“Pharmacokinetic and Pharmacodynamics of Three Doses of Oestriol in Healthy Postmenopausal Women Following Continuos Vaginal Ring Delivery for 21 Days”

In healthy postmenopausal women receiving treatment with a vaginal ring at continuous delivery rates of 0.125 (Test 1), 0.250 (Test 2), or 0.500 mg day–1 (Test 3) for 21 days, the AIMSE evaluated the oestriol pharmacokinetics, pharmacodynamics, and safety. METHODS One application of Tests 1, 2, or 3 was given to each of the thirty-one individuals. The technique of liquid chromatography coupled tandem mass spectrometry was used to ascertain the oestriol plasma concentration. The pharmacodynamics were evaluated by measuring serum concentrations of follicle-stimulating hormone (FSH), luteinizing hormone (LH), and sex hormone-binding globulin, as well as maturation value (MV) and vaginal pH. To assess safety, adverse events, endometrial thickness, and local tolerability were considered.
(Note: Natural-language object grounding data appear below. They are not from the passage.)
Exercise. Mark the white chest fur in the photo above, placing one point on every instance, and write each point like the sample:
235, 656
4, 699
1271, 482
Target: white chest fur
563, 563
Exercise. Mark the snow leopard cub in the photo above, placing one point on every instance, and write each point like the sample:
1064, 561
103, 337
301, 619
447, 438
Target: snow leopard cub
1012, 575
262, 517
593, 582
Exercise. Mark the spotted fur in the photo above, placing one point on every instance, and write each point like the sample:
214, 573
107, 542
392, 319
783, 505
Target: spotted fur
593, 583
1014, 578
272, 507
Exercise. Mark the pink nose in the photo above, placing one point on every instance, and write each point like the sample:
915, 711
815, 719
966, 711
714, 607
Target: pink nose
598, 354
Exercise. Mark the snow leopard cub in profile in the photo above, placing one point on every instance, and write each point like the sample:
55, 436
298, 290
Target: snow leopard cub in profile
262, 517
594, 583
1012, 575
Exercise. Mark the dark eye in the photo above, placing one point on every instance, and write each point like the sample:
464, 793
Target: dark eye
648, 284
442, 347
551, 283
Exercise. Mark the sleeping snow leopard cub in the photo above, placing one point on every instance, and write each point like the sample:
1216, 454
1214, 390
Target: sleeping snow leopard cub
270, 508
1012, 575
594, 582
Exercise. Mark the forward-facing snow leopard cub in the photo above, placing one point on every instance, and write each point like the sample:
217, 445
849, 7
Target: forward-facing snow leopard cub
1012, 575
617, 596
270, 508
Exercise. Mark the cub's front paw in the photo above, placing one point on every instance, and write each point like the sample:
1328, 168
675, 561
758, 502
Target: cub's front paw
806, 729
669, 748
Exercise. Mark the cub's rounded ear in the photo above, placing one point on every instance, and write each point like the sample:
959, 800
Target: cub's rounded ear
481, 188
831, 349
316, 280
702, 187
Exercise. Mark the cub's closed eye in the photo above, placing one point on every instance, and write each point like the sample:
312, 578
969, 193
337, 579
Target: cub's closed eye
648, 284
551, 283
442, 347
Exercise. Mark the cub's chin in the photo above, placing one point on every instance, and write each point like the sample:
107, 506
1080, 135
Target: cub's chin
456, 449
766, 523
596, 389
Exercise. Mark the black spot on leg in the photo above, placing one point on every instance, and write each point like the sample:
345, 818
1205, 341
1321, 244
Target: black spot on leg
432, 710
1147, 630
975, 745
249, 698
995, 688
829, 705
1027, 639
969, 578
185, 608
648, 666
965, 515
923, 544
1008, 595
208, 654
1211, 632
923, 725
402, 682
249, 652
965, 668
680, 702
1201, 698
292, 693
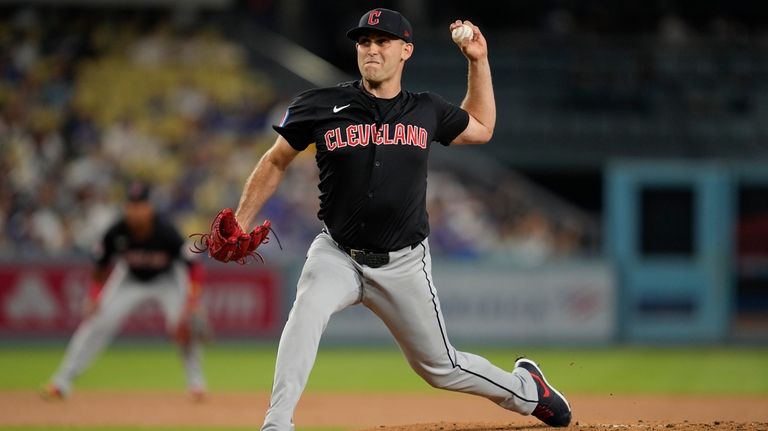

RESULTS: For the area under the plasma concentration (AUC) curve up to the most recent measurement, the 90% confidence interval of the coefficient/slopeβwas 0.5997–1.174%, for the AUC extrapolated to infinity, it was 0.5838–1.115%, and for the maximum plasma concentration, it was 0.2408–0.943%. The dose proportionality was unavoidable for maximum plasma concentration, although a statistically significant departure from proportionality was seen for AUC. Higher delivery rates were associated with a more noticeable decline in the FSH and LH curves; however, sex hormone-binding globulin did not exhibit this behaviour. For each formulation, the treatment's impact on vaginal pH and MV was comparable. Every product had a 70–80% rise in MV, and there was a shift in the distribution of parabasal, intermediate, and superficial cells in Favor of superficial cells. During treatment, the vaginal pH readings significantly dropped. Endometrial thickness was not affected in a dose-dependent manner. FINAL VERDICT Each formulation produced the ideal amount of local impact by releasing enough oestriol. On the other hand, there was no variation in the surrogate parameters for clinical efficacy between formulations. For FSH and LH, however, a dose-dependency was well shown. The product was safe and well-tolerated.